Residential saw the second largest increase, followed by industrial at 6.7% and commercial at 6.3%.
Electricity prices are often closely tied to natural gas prices, which were up 31% over last year to $2.96/MMBtu at the Henry Hub. This is down from August, when gas prices were $3/MMBtu — 47.4% higher than a year ago.
Andrew Barth, an energy markets principal at Environ Energy, said gas prices were unusually elevated given that storage is nearing the five-year high mark.
“Near-term gas is overpriced,” he said.
Though he said he couldn’t be sure, Barth speculated that the price increase reflects a more volatile portfolio with renewables counting for a larger share of the energy mix. Whatever the reason, he said electricity prices are likely to continue climbing.
“I have yet to meet anyone to give me a reason why they won’t,” he said.
For Paul DeCotis, a senior partner at West Monroe consultancy who leads its East Coast utilities practice, the increase in prices reflects capacity constraints that should trigger more generation construction.
“The markets are working the way they’re intended to,” he said. “When there’s constraints, prices go up until they find more supplies.”

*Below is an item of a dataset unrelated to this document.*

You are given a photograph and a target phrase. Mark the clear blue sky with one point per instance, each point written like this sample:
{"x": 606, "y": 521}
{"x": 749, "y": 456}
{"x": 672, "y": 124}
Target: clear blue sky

But Paul Cicio, who wears two hats as the chair of the Electricity Transmission Competition Coalition and president of the Industrial Energy Consumers of America, thinks the markets are not working.
He said the high prices hitting consumers now are a result of increases in transmission and distribution costs racked up by utilities looking to increase profits on capital spending. In his view, regional transmission organizations, state and federal regulators have failed to exert sufficient oversight of such spending.
“They are monopolies,” Cicio said. “They have no reason to reduce costs so they are going to spend as much as they can, and they have.”
He also said that the increase in LNG exports is driving up costs for domestic consumers of natural gas. The Trump administration has vowed to make energy more affordable for Americans while also pushing for more gas exports as part of the president’s “energy dominance” agenda.
“They [Trump administration officials] believe, firmly, that through their efforts that they will be able to expand production sufficient to prevent” rising prices domestically, Cicio said. “For the next two or three years, we don’t see that happening. We see conflict.”